Apparently Google’s Chrome browser which was released on Tuesday is a good reminder for us to actually read Terms of Service documents and EULAs. Not two hours after its release, bloggers checking out the new browser reported an interesting find in Chrome’s license document. The original text went something like this:
11. Content
licence from you
11.1 You retain copyright and any other rights that you already hold in Content
that you submit, post or display on or through the Services. By submitting,
posting or displaying the content, you give Google a perpetual, irrevocable,
worldwide, royalty-free and non-exclusive licence to reproduce, adapt, modify,
translate, publish, publicly perform, publicly display and distribute any
Content that you submit, post or display on or through the Services. This
licence is for the sole purpose of enabling Google to display, distribute and
promote the Services and may be revoked for certain Services as defined in the
Additional Terms of those Services.
What is implied here is that any and all content that you create and
upload via the Chrome browser instantly become property of Google Inc. This
includes email, web-chat text, pictures you upload, etc.
"In other words, by posting anything (via Chrome) to
your blog(s), any forum, video site, MySpace, iTunes, or any other site that
might happen to be supporting you, Google can use your work without paying you
a dime (...) It applies to everything you pass through Chrome. Google can take
your submitted content and edit and reuse it all they want, as long as they do
so in connection with Chrome."
Rebecca Ward, senior product counselor for Chrome made a statement yesterday saying that they borrowed legal language from other products, "in order to keep things simple for our users," and that they “are working quickly to remove language from Section 11 of the current Google Chrome terms of service. This change will apply retroactively to all users who have downloaded Google Chrome”.
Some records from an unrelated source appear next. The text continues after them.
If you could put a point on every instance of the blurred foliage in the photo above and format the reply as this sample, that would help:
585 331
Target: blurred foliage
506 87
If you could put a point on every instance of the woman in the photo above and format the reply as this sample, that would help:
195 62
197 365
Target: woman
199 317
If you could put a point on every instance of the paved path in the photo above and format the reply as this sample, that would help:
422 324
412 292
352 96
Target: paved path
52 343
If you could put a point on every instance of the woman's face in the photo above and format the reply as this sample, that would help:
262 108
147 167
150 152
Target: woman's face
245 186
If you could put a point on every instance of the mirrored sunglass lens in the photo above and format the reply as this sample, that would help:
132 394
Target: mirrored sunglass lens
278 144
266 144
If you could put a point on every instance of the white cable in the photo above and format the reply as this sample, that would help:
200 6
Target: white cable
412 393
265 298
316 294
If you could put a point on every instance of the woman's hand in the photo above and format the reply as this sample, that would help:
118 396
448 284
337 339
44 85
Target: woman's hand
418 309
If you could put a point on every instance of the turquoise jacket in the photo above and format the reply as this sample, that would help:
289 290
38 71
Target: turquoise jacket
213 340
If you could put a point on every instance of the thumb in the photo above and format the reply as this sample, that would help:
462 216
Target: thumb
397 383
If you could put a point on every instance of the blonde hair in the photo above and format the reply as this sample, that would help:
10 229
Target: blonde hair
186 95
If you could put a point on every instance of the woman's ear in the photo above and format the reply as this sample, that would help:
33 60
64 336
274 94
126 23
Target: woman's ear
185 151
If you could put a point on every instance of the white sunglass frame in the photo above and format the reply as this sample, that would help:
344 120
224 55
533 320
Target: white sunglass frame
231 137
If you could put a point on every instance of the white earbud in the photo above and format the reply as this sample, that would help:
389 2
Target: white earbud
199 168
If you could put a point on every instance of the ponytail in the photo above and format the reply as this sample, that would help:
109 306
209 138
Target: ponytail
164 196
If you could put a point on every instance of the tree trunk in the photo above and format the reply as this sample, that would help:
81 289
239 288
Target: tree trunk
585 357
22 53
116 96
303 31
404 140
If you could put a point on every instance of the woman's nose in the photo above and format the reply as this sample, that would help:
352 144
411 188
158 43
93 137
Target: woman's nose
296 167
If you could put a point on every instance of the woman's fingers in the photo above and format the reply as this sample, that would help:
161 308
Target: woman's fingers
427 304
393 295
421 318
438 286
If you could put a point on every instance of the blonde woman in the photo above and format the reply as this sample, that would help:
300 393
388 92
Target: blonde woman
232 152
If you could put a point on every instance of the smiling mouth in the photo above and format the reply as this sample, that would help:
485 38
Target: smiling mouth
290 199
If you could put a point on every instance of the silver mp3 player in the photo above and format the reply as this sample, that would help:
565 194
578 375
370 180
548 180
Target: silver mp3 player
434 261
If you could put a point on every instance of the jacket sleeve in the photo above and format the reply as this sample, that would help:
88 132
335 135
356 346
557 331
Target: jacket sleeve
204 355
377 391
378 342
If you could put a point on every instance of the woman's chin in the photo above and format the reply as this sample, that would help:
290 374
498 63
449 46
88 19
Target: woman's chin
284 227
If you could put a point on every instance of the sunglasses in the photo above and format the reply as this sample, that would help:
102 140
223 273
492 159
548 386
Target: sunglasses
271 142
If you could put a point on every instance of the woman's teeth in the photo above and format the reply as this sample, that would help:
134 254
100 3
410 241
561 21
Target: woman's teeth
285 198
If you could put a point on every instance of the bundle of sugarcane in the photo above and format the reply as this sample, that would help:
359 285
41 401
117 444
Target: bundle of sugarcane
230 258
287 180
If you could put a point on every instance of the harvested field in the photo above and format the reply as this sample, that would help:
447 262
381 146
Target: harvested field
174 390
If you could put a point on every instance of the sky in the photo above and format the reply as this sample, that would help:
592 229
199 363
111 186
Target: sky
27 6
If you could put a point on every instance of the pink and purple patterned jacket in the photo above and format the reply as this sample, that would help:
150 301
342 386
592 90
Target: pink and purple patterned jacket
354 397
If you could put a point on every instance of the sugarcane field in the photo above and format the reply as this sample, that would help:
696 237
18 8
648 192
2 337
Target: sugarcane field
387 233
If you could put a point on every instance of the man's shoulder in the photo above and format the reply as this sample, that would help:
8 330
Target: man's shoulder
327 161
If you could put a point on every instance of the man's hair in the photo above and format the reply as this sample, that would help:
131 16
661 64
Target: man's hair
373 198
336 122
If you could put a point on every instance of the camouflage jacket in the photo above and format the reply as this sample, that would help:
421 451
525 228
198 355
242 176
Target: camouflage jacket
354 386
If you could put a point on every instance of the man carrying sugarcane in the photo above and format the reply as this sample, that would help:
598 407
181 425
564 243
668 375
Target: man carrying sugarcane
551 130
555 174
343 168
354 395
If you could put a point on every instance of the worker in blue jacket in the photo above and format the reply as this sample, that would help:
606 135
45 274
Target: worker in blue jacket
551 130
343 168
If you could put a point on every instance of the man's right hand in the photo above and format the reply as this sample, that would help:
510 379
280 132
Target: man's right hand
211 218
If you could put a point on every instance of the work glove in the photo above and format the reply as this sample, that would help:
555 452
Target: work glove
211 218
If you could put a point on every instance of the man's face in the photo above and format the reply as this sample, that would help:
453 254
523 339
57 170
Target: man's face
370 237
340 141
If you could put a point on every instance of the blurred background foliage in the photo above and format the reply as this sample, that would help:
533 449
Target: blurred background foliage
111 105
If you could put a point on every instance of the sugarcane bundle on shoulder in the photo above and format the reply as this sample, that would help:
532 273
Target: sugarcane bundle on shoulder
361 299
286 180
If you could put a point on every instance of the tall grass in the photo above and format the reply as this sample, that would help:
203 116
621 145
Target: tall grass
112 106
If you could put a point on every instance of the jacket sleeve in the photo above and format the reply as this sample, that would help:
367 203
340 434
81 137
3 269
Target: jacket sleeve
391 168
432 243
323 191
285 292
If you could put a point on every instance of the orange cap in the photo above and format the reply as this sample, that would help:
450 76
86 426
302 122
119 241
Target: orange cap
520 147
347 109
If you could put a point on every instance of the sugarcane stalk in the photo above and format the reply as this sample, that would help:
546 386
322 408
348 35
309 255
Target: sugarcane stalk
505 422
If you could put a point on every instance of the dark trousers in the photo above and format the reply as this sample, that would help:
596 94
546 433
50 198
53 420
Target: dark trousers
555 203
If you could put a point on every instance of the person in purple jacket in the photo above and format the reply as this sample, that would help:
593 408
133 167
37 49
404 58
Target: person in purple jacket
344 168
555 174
The initial text also specified that Google are permitted to "make such Content available to other companies, organizations or individuals with whom Google has relationships for the provision of syndicated services, and to use such Content in connection with the provision of those services."
11. Content
license from you
11.1 You retain copyright and any other rights you already hold in Content
which you submit, post or display on or through, the Services.
Was this incident an honest mistake as their mea culpa yesterday
states, or were Google trying to get users to give away, as Steven W. Teppler –
NY lawyer – put it, “(Intellectual Property), to an organization
certainly not in need of charitable donations”?